Henslee notes that many of the centralized protocol developers who are currently resisting Wright’s request for help in recovering his stolen coins are among those who made changes to Bitcoin’s original protocol after Satoshi Nakamoto’s absence after 2011. Some of these changes invalidated nLockTime, rendering any parts that were in this suspended animation state unusable.
BSV having restored the Bitcoin protocol to its original state, the nLockTime functionality remains intact. Assuming Wright is able to regain control of these coins, Wright’s ability to spend the BSV coins – and demonstrate that the hashes and UTXOs are the same on the other chains – would give his claims a major boost. of property.
Henslee says Wright will have a strong case to make in court that code changes made by BTC/BCH developers did indeed seize assets belonging to others. Henslee said it doesn’t matter that this misappropriation was carried out accidentally – which is why the legal system recognizes manslaughter as distinct from murder – because ultimately actions have consequences, requiring other actions to repair. the damage caused.
Bitcoin SporkVision
Regardless of the correctness of his case, Wright’s numerous court cases have left some in the BSV community frustrated. These people see Wright’s continued presence in court as a distraction from the attention that should be focused on BSV’s technical prowess, resulting in a loss of liquidity that has discouraged more developers from making the channel look proper.
Some of those restless BSVs are now publicly considering embarking on a new channel without Craig that would retain all of BSV’s best elements while hopefully purging itself of its negative PR and legal baggage.

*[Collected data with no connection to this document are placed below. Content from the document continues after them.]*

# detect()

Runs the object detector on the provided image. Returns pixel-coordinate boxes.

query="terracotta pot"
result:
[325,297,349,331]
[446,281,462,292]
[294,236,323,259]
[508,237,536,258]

Henslee says he sympathizes with some of this group’s concerns – although he notes that the coordinated avoidance of BSV by exchanges such as Binance and Coinbase places much of the blame on liquidity – but he suggests that these people may want to think twice before making a decision. cannot undo.
As Henslee notes, forking requires a significant supply of hash power behind it to work. When BSV left BCH behind, Calvin Ayre was able to bring in his significant resources to support the fledgling chain. Who will support a new BSV fork to the extent necessary to ensure that malicious actors cannot treat the chain as their personal reorganization room?

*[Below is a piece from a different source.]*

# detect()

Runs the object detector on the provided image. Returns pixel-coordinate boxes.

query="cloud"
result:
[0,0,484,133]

Henslee also warns forking fans to recognize that the experience of previous forks does not bode well for increasing the number of developers working on the technology. The forks are dividing communities, forcing developers to choose sides. Time is wasted tweaking products to conform to a new reality, time it would be better to innovate. Many apps don’t survive these distractions.
In short, Henslee’s view is that the net disadvantages of a fork far outweigh the potential benefits, especially considering the additional tweaks the software tends to undergo along the way.

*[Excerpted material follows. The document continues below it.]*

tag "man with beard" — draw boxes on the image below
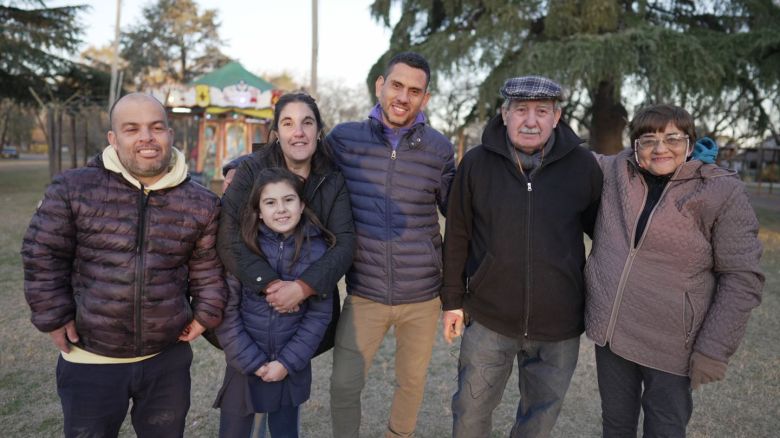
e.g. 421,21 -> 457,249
327,52 -> 456,437
21,93 -> 227,437
440,76 -> 603,437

Henslee claims there is no current version of Bitcoin that mirrors what Satoshi created – and that includes BSV (which still retains the difficulty adjustment algorithm and ForkID changes that were introduced in BCH at the time). Henslee argues that this is the result of each developer’s assertive insistence that Satoshi was wrong and that significant changes to the original Bitcoin code are needed to correct those wrongs.
Henslee claims that all other digital currencies introduced after the arrival of Bitcoin are based on the assumption that Satoshi built something that could not scale. BSV, which most closely resembles the original Bitcoin protocol, has refuted this assumption. As such, Henslee warns future forkers should look carefully before jumping in, lest they find out too late that their new development team believes the “S” in “New BSV” should stand for SegWit.